On dispose de très peu voire d’aucune donnée sur l’utilisation des différentes classes de laxatifs pendant la période d’allaitement.

  • Laxatifs de lest et laxatifs osmotiques (hormis les laxatifs à base de sels minéraux): Bien que les données sur l’utilisation des laxatifs de lest et osmotiques (macrogols, lactulose, sorbitol, lactitol) pendant la période d’allaitement sont peu nombreuses, le long recul d’utilisation n’a pas mis en évidence d’indice d’effets indésirables pour l’enfant allaité.2,3,5 De plus, étant donné leur absorption intestinale négligeable, il est peu probable que les laxatifs de lest et les laxatifs osmotiques passent dans le lait maternel.3,5

  • Laxatifs à base de sels minéraux: Aucune étude chez la femme allaitante n’est disponible et ils exposent à des effets indésirables non négligeables (voir chapitre 3.5.3.3. du Répertoire), surtout en usage prolongé.1

  • Paraffine liquide: on ne dispose pas de données concernant l’utilisation de la paraffine liquide pendant la période d’allaitement.3 Un usage prolongé peut diminuer l’absorption intestinale des vitamines liposolubles et donc avoir un impact potentiel sur la qualité du lait maternel.1,3

  • Laxatifs de contact: les données disponibles sont insuffisantes pour pouvoir définir un risque quelconque chez l’enfant allaité.
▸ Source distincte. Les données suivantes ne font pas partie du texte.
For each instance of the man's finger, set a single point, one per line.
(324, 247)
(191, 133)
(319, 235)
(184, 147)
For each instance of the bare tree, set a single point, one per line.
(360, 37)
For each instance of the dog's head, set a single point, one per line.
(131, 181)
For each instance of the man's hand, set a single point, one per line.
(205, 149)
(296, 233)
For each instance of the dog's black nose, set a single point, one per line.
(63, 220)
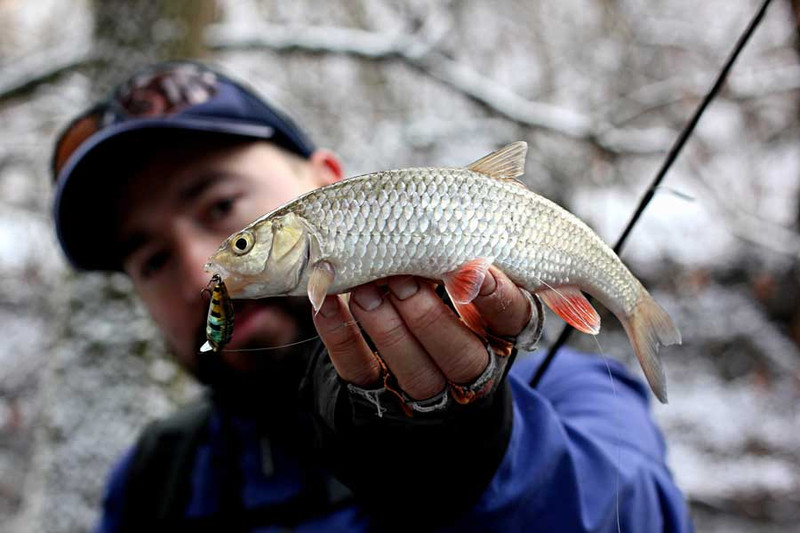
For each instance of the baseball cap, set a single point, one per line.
(153, 107)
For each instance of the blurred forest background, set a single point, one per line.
(598, 88)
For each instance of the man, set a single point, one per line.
(400, 418)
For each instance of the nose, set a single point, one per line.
(193, 254)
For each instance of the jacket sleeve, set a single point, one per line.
(413, 472)
(584, 454)
(114, 497)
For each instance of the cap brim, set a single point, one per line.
(86, 193)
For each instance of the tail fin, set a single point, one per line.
(649, 327)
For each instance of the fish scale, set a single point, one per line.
(435, 223)
(532, 256)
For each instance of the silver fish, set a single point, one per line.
(448, 224)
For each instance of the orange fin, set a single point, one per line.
(464, 284)
(571, 305)
(471, 317)
(319, 282)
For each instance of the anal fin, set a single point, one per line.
(319, 282)
(572, 306)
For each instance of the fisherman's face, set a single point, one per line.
(174, 213)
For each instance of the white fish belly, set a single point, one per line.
(428, 221)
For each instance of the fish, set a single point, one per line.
(219, 325)
(451, 225)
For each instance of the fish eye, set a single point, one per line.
(242, 243)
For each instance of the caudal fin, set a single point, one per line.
(649, 327)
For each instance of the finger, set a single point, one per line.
(459, 354)
(415, 371)
(351, 356)
(502, 305)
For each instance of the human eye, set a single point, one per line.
(221, 208)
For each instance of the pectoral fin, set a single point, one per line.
(464, 283)
(321, 279)
(572, 306)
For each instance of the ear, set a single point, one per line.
(326, 167)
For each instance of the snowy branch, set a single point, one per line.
(748, 226)
(35, 69)
(418, 53)
(749, 84)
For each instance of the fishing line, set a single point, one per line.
(670, 159)
(303, 341)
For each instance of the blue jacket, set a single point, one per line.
(583, 455)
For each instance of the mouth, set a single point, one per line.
(213, 268)
(259, 320)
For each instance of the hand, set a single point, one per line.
(422, 342)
Vu son absorption intestinale négligeable, aucun effet systémique n’est à prévoir avec le bisacodyl, tant pour la femme allaitante que pour l’enfant allaité. Avec les autres laxatifs de contact, le risque de diarrhée chez l’enfant allaité n’est pas à exclure puisque leur absorption intestinale et leur passage dans le lait maternel ne sont pas bien établis.3,4 Les laxatifs de contact exposent à un risque d’accoutumance et de dépendance, et peuvent irriter la muqueuse intestinale et provoquer des troubles hydroélectrolytiques (voir aussi chapitre 3.5.4. du Répertoire).1

  • Linaclotide: les données disponibles sont insuffisantes pour pouvoir définir un risque potentiel chez l’enfant allaité.

  • Prucalopride: on ne dispose d’aucune donnée sur l’innocuité du prucalopride chez l’enfant allaité.

  • Laxatifs à usage rectal: on ne dispose pas de données sur l’utilisation des laxatifs à usage rectal pendant la période d’allaitement.4 Cependant, selon les RCP des différentes spécialités à base de glycérol à usage rectal, il n’y a pas de résorption donc pas d’effet systémique à prévoir.

Sources

1 Patientes enceintes constipées. La Revue Prescrire 2013, 33 : 629-636.
2 Centre de Référence sur les Agents Tératogènes (CRAT), via https://lecrat.fr/ (consulté pour la dernière fois le 07/03/2018)

3 Lareb, via https://www.lareb.nl/teratologie-nl/zwangerschap/#TOC_Laxantia  en https://www.lareb.nl/teratologie-nl/borstvoeding/#TOC_Laxantia1  (consulté pour la dernière fois le 07/03/18)
4 A Reference Guide To Fetal and Neonatal Risk: Drugs in Pregnancy and Lactation, 10th edition: Gerald G Briggs BPharm, Roger K Freeman MD.: version électronique.